Suzuki Type Estimates for Exponentiated Sums and Generalized Lie-Trotter Formulas in JB-Algebras

TL;DR

This paper extends Suzuki type estimates and Lie-Trotter formulas to JB-algebras, providing explicit bounds and generalizations for approximating exponentiated sums in quantum algebraic structures.

Contribution

It introduces Suzuki type approximation formulas for JB-algebras and generalizes Lie-Trotter formulas to multiple elements within these algebras.

Findings

Suzuki type approximation formulas hold in JB-algebras.

Explicit estimation formulas are provided.
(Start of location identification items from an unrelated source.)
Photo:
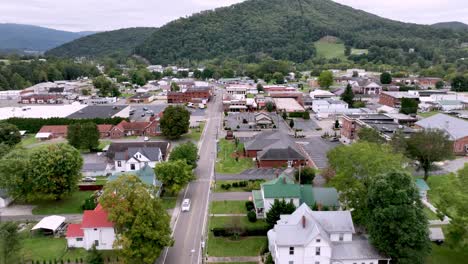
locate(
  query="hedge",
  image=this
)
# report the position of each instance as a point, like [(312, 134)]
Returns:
[(33, 125), (248, 231)]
Lie-Trotter formulas are extended to multiple elements.

Abstract

Lie-Trotter-Suzuki product formulas are ubiquitous in quantum mechanics, computing, and simulations. Approximating exponentiated sums with Jordan product formulas are investigated in the setting of JB-algebras. We show that the Suzuki type approximation for exponentiated sums holds in JB-algebras, we give explicit estimation formulas, and we deduce three generalizations of Lie-Trotter formulas for arbitrary number elements in such algebras. We also extended the Lie-Trotter formulas in a Jordan Banach algebra from three elements to an arbitrary number of elements.